United States District Court, D. South Carolina, Orangeburg Division

August 15, 2019

LAKENISHA DOWLING, Plaintiff,
v.
NANCY A. BERRYHILL, Acting Commissioner of Social Security Administration, Defendant.

          ORDER ADOPTING THE REPORT AND RECOMMENDATION AND AFFIRMING THE DECISION OF THE COMMISSIONER

          MARY GEIGER LEWIS UNITED STATES DISTRICT JUDGE

         This is a Social Security appeal in which Plaintiff Lakenisha Dowling (Dowling) seeks judicial review of the final decision of Defendant Nancy A. Berryhill (Commissioner) denying Dowling's claims for continued disability insurance benefits (DIB). The parties are represented by excellent counsel. The matter is before the Court for review of the Report and Recommendation (Report) of the United States Magistrate Judge suggesting to the Court the Commissioner's decision be affirmed. The Report was made in accordance with 28 U.S.C. § 636 and Local Civil Rule 73.02 for the District of South Carolina.

         The Magistrate Judge makes only a recommendation to this Court. The recommendation has no presumptive weight. The responsibility to make a final determination remains with the Court. Mathews v. Weber, 423 U.S. 261, 270 (1976). The Court is charged with making a de novo determination of those portions of the Report to which specific objection is made, and the Court may accept, reject, or modify, in whole or in part, the recommendation of the Magistrate Judge or recommit the matter with instructions. 28 U.S.C. § 636(b)(1). The Court need not conduct a de novo review, however, “when a party makes general and conclusory objections that do not direct the court to a specific error in the [Magistrate Judge's] proposed findings and recommendations.” Orpiano v. Johnson, 687 F.2d 44, 47 (4th Cir. 1982); see Fed. R. Civ. P. 72(b). Therefore, the Court need not-and will not-address any of Dowling's arguments that fail to point the Court to alleged specific errors the Magistrate Judge made in the Report.

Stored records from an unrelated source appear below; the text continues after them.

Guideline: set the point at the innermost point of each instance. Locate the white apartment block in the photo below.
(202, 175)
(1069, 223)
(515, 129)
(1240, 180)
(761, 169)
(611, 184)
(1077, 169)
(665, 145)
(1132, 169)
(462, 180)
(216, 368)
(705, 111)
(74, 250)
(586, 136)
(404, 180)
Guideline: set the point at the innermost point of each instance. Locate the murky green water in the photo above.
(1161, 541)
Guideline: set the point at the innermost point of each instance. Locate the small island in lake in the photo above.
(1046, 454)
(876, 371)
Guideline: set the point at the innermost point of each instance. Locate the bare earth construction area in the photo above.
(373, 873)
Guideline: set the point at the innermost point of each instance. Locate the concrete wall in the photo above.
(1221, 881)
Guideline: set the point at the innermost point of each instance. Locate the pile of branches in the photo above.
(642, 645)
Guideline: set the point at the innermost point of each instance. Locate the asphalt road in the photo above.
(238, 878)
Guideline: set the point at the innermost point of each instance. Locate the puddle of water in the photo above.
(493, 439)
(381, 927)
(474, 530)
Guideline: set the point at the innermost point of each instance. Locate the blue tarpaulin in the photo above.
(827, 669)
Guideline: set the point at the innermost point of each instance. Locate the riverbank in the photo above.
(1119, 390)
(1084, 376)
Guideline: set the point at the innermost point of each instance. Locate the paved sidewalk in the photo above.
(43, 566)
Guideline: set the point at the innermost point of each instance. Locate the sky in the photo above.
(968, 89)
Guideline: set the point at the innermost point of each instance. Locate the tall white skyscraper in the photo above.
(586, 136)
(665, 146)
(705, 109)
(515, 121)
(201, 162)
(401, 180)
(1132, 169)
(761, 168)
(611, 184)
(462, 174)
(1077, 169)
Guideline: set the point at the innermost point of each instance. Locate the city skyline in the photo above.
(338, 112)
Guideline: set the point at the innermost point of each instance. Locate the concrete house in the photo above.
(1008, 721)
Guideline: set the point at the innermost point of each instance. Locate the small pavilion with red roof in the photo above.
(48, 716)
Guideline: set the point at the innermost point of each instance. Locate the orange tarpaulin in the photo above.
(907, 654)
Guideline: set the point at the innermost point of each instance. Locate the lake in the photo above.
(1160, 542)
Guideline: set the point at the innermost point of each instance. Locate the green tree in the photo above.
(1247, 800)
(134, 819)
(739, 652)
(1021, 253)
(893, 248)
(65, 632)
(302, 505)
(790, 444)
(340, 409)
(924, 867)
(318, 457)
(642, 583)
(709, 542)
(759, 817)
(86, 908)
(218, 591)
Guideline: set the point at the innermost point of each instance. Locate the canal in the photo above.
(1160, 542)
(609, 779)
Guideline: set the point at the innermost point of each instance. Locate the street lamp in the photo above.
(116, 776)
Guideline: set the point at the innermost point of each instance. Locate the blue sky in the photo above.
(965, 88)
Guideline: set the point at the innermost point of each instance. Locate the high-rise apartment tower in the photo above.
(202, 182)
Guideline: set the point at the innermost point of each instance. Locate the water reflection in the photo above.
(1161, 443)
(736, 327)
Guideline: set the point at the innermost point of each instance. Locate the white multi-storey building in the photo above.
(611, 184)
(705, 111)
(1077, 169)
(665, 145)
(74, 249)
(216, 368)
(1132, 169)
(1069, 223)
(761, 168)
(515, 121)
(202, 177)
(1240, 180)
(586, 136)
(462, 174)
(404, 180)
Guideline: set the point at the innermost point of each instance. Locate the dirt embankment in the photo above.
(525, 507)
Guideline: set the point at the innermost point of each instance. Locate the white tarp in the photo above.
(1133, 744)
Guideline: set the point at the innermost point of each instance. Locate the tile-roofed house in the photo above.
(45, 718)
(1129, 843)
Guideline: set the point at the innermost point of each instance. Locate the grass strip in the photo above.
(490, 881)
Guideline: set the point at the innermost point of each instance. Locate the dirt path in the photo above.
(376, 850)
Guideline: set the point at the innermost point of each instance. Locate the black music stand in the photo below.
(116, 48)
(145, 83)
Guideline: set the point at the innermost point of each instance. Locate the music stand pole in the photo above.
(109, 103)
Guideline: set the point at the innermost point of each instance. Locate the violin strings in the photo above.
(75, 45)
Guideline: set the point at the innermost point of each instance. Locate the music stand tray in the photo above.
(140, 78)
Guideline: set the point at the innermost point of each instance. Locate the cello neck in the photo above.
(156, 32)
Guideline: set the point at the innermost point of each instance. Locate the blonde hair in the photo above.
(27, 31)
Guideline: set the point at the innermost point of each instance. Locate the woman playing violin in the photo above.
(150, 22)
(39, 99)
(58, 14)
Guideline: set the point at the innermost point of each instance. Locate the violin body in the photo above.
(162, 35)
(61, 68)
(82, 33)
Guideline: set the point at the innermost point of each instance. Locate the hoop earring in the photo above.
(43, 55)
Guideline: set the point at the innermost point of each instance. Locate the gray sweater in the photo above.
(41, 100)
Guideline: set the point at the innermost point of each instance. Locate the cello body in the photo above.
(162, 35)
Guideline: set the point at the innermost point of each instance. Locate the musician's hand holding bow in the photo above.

         The Magistrate Judge filed the Report on May 20, 2019. Dowling filed her objections on June 3, 2019, and the Commissioner replied on June 17, 2019. The Court has carefully reviewed Dowling's objections but holds them to be without merit. Therefore, it will enter judgment accordingly.

         Dowling applied for DIB in May 2009 alleging a disability onset date of April 15, 2019. Report 1. In a decision dated February 10, 2011, an administrative law judge (ALJ) determined Dowling was disabled as of her alleged onset date noting her severe impairments of irritable bowel syndrome, aplastic anemia, arthritis of the right ankle, general anxiety disorder, and affective disorder. Id.

         The Social Security Administration (the Administration) determined Dowling's disability ceased in March 2013 and her period of disability terminated May 31, 2013 because the Administration determined Dowling “was stable on her current medicine and all physical examinations were normal and there was medical improvement related to her ability to work.” Id. at 1-2. Dowling appealed this finding and requested a hearing by an ALJ, which was held on February 2, 2016. Id. at 2. The ALJ issued an unfavorable decision on November 3, 2016, and the Appeals Council denied Dowling's request for review on December 7, 2017. Id. Dowling then filed this action on February 9, 2018 seeking judicial review of the Commissioner's decision. Id.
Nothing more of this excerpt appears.